He was speaking after the watchdog announced its decision to prosecute Dominic Chappell, the serial former bankrupt who bought BHS for £1 from Sir Philip Green, before overseeing the retailer’s collapse.
Sir Philip settled with the watchdog after it had issued a warning notice in the wake of its investigation into the operation of the company’s deficit laden pension scheme, by pumping £363m into it.
Mr Chappell, by contrast, will have to appear before Brighton magistrates to answer charges of failing to comply with three notices requiring information that were issued under Section 72 of the Pensions Act 2004 during the course of the probe.
The settlement achieved with Sir Philip was unsatisfactory in that the same benefits that scheme members would have got had BHS been a going concern, or had its pension scheme been fully funded when it went pop, will not be available to them going forward.
But it was still a lot better than the alternative. If the scheme had fallen into the Pension Protection Fund, members would have faced a chunky upfront haircut to their interests, in addition to a reduction in their future returns.
Pursuing Sir Philip through the courts would have been difficult, time consuming, and expensive, with no guarantee of a better outcome at the end.
That said, Mr Field’s frustration is still understandable and his point is still valid, all the more so because the sprats so often find themselves hooked while the whales swim serenely on.
Take the Libor rigging scandal, for example. Some traders have been prosecuted, and Tom Hayes, nicknamed “King Libor”, was even convicted of fraud. But none of the bosses who were supposed to be supervising them, and arguably benefited from their actions, have ever seen the inside of a courtroom. And nor will they.
As for the foreign exchange rigging scandal that followed it, the Serious Fraud Office passed the buck, leaving the Financial Conduct Authority to pursue civil actions. Again, you shouldn’t expect to see any bosses in the firing line.
Then there was the financial crisis, which nearly wrecked the British economy, but has seen no prosecutions whatsoever. A couple of executives, one at HBOS, one at Royal Bank of Scotland, received regulatory sanctions, one of which was a voluntarily agreed to ban from the city, but that was about it.

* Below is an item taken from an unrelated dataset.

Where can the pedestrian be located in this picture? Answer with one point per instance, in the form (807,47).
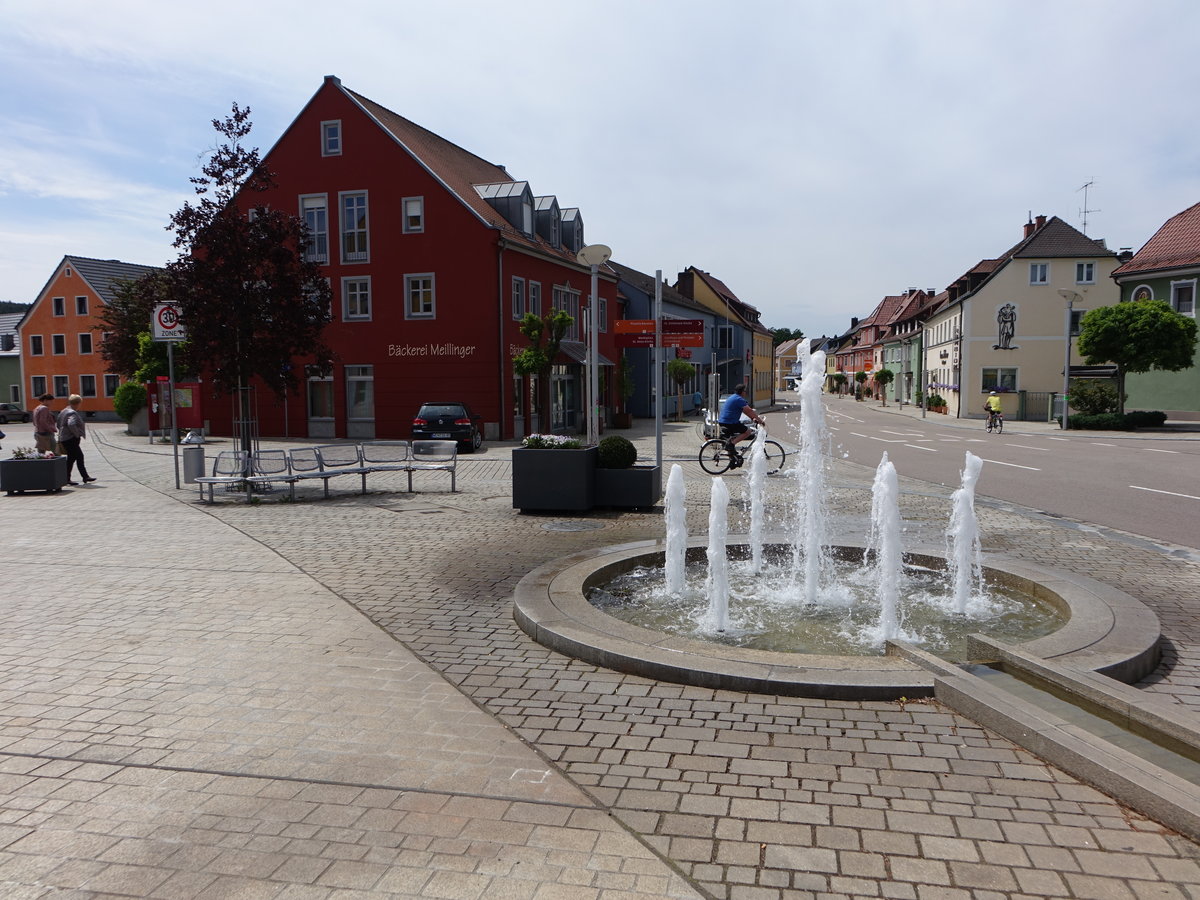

The British legal system is, by international standards, stronger than most. Its impartiality and relative consistency actually serve as selling points when it comes to attracting companies to these shores.
It surely, however, can’t hurt that for those purposes a notable area of weakness is that it’s very much a case of one law for the rich, one law for the, shall we say, less rich, and if you’re poor would you just hold your hands out for the handcuffs? There you go!
The plankton are doomed. The sprats have to watch their backs. The whales needn’t worry overly if their money’s good.
It’s not just Mr Field who finds that infuriating. Lots of people do. But there’s precious little sign of any Government willing to entertain changing it. So we’ll be here again before too long.